Las imágenes de la vida de Kaufman y las del rodaje de su biopic están conducidas por el hilo común de la entrevista a Carrey. Este se sincera ante el espectador y nos lo encontramos especialmente sensible y meditabundo. El protagonista de Una serie de catastróficas desdichas de Lemony Snicket (2004) se encuentra en un momento de crisis personal y en sus reflexiones se detecta un poso de amargura y cierta tendencia a la divagación, pero la impresión general es la de estar ante una voz privilegiada. Otras de sus películas tienen su hueco en el metraje para conformar, junto a Man on the Moon, lo que podríamos considerar su tetralogía de la identidad. La máscara (Tom Shadyac, 1994) convertía a Carrey en un seductor y concupiscente Hyde: la película ya daba pistas de la disociación identitaria entre el actor y sus encarnaciones de fantasías evasivas. Luego, en El show de Truman (una vida en directo) (Peter Weir, 1998), la realidad se revela como una construcción del demiúrgico productor interpretado por Ed Harris: el film revelaba el simulacro de la dicha y el éxito del actor. Y, por último, Olvídate de mí de Michel Gondry (2004) alertaba sobre el riesgo de intentar borrar los recuerdos traumáticos, pues la memoria es la última garantía de nuestra singularidad: el actor ponía finalmente al descubierto su melancolía.

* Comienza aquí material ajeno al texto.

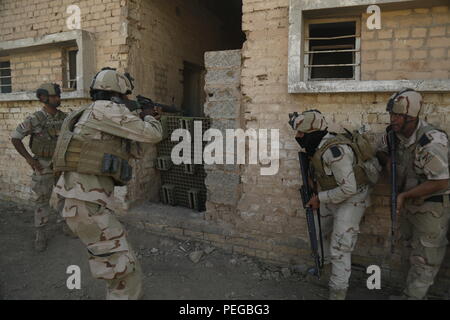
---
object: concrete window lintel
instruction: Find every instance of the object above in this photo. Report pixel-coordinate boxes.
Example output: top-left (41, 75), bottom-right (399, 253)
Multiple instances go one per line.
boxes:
top-left (0, 30), bottom-right (95, 102)
top-left (288, 0), bottom-right (450, 93)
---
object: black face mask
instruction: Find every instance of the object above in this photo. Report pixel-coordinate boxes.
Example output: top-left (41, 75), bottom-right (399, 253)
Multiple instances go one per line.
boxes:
top-left (295, 130), bottom-right (328, 157)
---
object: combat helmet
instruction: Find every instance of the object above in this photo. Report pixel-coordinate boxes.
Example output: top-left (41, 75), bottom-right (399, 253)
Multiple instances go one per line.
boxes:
top-left (289, 109), bottom-right (328, 133)
top-left (90, 67), bottom-right (133, 94)
top-left (386, 88), bottom-right (423, 117)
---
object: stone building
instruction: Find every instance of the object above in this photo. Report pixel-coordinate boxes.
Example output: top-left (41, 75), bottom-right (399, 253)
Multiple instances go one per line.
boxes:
top-left (0, 0), bottom-right (450, 296)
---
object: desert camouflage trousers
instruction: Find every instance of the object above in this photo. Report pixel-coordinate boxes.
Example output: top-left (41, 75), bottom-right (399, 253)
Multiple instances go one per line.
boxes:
top-left (400, 201), bottom-right (450, 299)
top-left (62, 198), bottom-right (142, 300)
top-left (31, 159), bottom-right (56, 228)
top-left (316, 191), bottom-right (368, 290)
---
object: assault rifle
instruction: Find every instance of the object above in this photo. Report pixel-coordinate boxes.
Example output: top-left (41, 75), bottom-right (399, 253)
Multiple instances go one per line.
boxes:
top-left (387, 128), bottom-right (398, 253)
top-left (298, 152), bottom-right (324, 279)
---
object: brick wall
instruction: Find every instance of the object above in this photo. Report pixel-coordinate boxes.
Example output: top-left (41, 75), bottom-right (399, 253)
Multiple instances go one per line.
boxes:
top-left (361, 6), bottom-right (450, 80)
top-left (10, 49), bottom-right (63, 92)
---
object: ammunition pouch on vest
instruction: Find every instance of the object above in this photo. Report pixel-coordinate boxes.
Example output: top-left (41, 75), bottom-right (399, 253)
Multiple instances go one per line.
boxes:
top-left (53, 107), bottom-right (132, 186)
top-left (311, 134), bottom-right (370, 191)
top-left (407, 124), bottom-right (450, 196)
top-left (29, 111), bottom-right (64, 158)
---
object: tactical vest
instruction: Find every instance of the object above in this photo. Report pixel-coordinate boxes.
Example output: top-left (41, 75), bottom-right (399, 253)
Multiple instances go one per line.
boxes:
top-left (397, 124), bottom-right (450, 197)
top-left (53, 107), bottom-right (132, 186)
top-left (29, 110), bottom-right (66, 158)
top-left (311, 134), bottom-right (369, 191)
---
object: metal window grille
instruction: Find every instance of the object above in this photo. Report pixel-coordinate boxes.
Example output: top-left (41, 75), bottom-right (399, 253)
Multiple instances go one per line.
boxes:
top-left (0, 61), bottom-right (12, 93)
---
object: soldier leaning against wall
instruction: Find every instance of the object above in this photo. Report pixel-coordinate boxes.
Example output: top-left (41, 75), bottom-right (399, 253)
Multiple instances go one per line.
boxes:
top-left (377, 89), bottom-right (450, 299)
top-left (11, 83), bottom-right (68, 251)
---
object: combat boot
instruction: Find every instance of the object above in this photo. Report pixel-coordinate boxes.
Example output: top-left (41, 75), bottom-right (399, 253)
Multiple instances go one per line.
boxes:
top-left (308, 263), bottom-right (331, 288)
top-left (328, 288), bottom-right (347, 300)
top-left (34, 228), bottom-right (47, 252)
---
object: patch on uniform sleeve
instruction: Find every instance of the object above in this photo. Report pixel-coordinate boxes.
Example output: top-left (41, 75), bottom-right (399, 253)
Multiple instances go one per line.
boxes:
top-left (419, 134), bottom-right (431, 147)
top-left (330, 146), bottom-right (342, 158)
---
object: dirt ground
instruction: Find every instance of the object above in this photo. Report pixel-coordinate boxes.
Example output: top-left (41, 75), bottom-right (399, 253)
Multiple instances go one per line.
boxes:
top-left (0, 201), bottom-right (392, 300)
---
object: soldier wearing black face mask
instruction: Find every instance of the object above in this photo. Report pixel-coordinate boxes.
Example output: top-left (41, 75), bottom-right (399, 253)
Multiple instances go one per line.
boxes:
top-left (11, 83), bottom-right (68, 251)
top-left (289, 110), bottom-right (370, 300)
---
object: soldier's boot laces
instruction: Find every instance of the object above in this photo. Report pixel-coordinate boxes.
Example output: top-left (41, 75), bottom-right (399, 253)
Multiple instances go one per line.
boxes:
top-left (34, 228), bottom-right (47, 252)
top-left (329, 288), bottom-right (347, 300)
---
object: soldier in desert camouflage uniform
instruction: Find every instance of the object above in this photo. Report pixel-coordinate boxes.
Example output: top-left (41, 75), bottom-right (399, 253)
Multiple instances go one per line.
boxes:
top-left (377, 89), bottom-right (450, 299)
top-left (293, 110), bottom-right (378, 300)
top-left (53, 68), bottom-right (162, 299)
top-left (11, 83), bottom-right (67, 251)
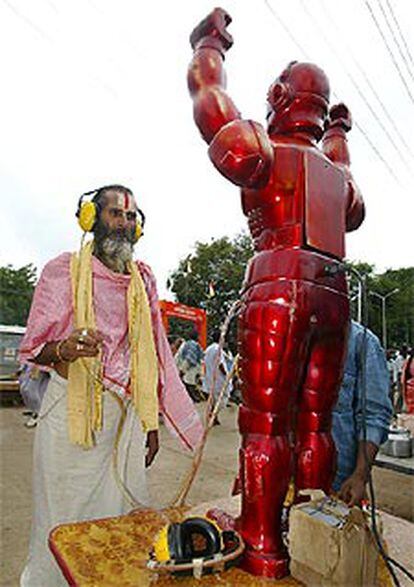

Lo realmente fascinante de Jim y Andy es la posibilidad de ver a un actor (Carrey) poseído hasta ese límite por su personaje (Kaufman). Un ejercicio de entrega a través del cual, paradójicamente, el actor descubre algo esencial acerca de sí mismo. Un juego de identidades en el que, por otra parte, se manifiesta una verdad universal: la consciencia de que la propia identidad –nuestros anhelos, sueños y aflicciones– no es más que un relato que vamos contándonos a lo largo de nuestra vida. Un relato, que, como el del “hombre en la Luna”, en ocasiones es más auténtico y otras veces es más simulado. Al fin y al cabo, como decía Bill Hicks –otro heterodoxo del humor salvaje–, la vida no es más que un paseíllo.